HRTFformer: A Spatially-Aware Transformer for Individual HRTF Upsampling in Immersive Audio Rendering

Abstract

Individual Head-Related Transfer Functions (HRTFs) are starting to be introduced in many commercial immersive audio applications and are crucial for realistic spatial audio rendering. However, one of the main hesitations regarding their introduction is that creating individual HRTFs is impractical at scale due to the complexities of the HRTF measurement process. To mitigate this drawback, HRTF spatial upsampling has been proposed with the aim of reducing the measurements required. While prior work has seen success with different machine learning (ML) approaches, these models often struggle with long-range preservation of local spatial variation patterns across neighbouring source directions and generalization at high upsampling factors. In this paper, we propose a novel transformer-based architecture for HRTF upsampling, leveraging the attention mechanism to better capture spatial correlations across the HRTF sphere.
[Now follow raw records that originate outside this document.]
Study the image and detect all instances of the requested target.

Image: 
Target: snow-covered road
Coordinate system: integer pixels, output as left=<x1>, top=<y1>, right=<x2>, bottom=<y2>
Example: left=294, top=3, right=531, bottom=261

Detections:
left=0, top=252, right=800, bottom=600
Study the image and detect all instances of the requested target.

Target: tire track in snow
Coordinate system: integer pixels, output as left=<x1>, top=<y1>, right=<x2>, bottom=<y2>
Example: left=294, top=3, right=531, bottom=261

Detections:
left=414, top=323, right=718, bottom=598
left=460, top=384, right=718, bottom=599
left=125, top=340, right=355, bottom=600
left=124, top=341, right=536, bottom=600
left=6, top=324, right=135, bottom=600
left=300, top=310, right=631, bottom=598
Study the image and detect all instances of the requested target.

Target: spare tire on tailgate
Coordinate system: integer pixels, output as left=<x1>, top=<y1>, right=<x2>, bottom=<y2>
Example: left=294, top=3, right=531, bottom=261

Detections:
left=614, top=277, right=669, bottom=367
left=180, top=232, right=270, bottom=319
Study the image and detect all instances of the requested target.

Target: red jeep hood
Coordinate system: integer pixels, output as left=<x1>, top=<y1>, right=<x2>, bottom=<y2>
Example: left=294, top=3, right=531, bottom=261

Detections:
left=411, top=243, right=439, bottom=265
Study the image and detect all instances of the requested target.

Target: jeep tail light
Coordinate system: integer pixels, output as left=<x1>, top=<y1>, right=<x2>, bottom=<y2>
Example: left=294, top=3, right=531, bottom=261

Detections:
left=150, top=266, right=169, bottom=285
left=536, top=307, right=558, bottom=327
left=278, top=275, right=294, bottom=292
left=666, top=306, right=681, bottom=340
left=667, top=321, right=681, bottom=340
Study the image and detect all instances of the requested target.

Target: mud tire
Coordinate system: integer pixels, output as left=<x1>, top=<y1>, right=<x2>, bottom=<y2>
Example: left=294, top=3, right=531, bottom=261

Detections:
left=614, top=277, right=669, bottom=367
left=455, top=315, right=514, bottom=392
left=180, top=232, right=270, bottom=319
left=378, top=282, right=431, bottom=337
Working in the spherical harmonic (SH) domain, our model learns to reconstruct high-resolution HRTFs from sparse input measurements with significantly improved accuracy. To enhance spatial coherence, we introduce a neighbour dissimilarity loss that promotes magnitude smoothness, yielding more realistic upsampling. We evaluate our method using both perceptual localization models and objective spectral distortion metrics. Experiments show that our model outperforms existing methods across several evaluation metrics in generating realistic, high-fidelity HRTFs.